The Hyrtl Exhibit, currently on display at the Mütter Museum, is a collection of 138 human skulls originating largely from Central and Eastern Europe, and dating back to the later half of the 19th century. What distinguishes this particular assemblage of bone from any other dusty, museum-appropriated pile? Written on the forehead of each skull is a short list of facts about the person it belonged to: names, birth dates, causes of death, and basic characteristics. Some examples:
*Girolamo Zini, age 20, Rope-walker. Died of atlanto-axial dislocation (broken neck).
* Gianbattista Tozzi, age 24. Policeman, Died of stab wound in Florence.
* Julius Farkas, age 28. Protestant, soldier. Suicide by gunshot wound of the heart, because of weariness of life.
* Geza Uirmeny, 80; Reformist, herdsman. At age 70 attempted suicide by cutting his throat. Wound not fatal. Lived until 80 without melancholy.
Finding herself inspired by the exhibit, visual artist Jeanne Kelly launched an ambitious Kickstarter project aimed at recreating the lives and stories behind each skull. To begin, she used a combination of computer graphics, high-tech scans, and digital imaging to visually reconstruct each person as she imagined they would have existed in real life:
The two dimensional reconstructions stand alone as works in their own right, becoming another form of artifact. As well as expanding our understanding of the sources they grew from, this deeper understanding allows us to see these artifacts as more than objects. We begin to see them people, as our fellow human beings.
These images will be accompanied by a series of miniature, three dimensional sculptures, crafted using the process of stereolithography.
But Jeanne’s imaginative investigation and recreation of the Hyrtl skulls doesn’t stop with their physical reconstruction:
My concept evolved over the months to include a fictional narrative that intertwines the true identities of the eight individuals I’m reconstructing. In this fiction, each of the characters are connected to at least two other characters. The narrative will be told visually with small dioramas. Each diorama will illustrate a connection between the individuals, as well as illustrate the facts we know from the writing on the skulls.

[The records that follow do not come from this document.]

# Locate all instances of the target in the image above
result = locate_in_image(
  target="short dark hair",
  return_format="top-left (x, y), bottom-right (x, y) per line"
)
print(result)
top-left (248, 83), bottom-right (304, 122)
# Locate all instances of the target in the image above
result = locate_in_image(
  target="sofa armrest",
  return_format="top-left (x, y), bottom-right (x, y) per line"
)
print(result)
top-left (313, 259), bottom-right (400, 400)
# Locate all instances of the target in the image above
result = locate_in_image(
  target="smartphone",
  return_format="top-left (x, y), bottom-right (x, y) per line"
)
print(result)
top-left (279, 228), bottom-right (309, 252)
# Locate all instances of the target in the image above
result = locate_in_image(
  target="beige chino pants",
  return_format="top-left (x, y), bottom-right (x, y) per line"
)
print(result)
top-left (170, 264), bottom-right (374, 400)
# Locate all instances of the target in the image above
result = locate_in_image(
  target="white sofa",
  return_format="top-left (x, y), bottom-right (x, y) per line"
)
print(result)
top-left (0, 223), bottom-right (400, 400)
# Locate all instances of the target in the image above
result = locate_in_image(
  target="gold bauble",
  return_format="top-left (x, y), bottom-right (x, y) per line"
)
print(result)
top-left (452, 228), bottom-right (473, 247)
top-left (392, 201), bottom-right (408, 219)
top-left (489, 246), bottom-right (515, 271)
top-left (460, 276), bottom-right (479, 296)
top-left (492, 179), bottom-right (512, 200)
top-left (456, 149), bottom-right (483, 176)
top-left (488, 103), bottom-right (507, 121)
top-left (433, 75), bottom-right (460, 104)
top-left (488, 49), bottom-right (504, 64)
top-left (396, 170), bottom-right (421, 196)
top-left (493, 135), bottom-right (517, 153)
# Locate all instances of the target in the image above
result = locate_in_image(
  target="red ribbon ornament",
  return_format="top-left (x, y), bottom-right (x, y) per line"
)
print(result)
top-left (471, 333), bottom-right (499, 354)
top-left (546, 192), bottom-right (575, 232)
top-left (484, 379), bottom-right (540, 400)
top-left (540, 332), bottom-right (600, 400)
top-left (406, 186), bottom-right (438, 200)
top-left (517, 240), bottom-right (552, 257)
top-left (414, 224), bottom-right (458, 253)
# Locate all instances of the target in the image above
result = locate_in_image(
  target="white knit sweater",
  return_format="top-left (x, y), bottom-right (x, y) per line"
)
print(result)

When she’s completed the dioramas, she will divide them by subject and scene, and arrange them on a circular platform for display. Each diorama will be placed inside a closed box with an attached view finder, and illumination provided by a set of small, interior lights. This platform will then be manually rotated by the viewer using a basic gear and crank mechanism.
The sheer breadth of Jeanne’s project is awe inspiring, let alone the fact that the entire idea was seeded from a single, unsuspecting trip to a local museum. Speaks volumes for the value of public art in furthering our collective, creative dialogue, and I’m excited to see what comes of such a wildly imaginative undertaking.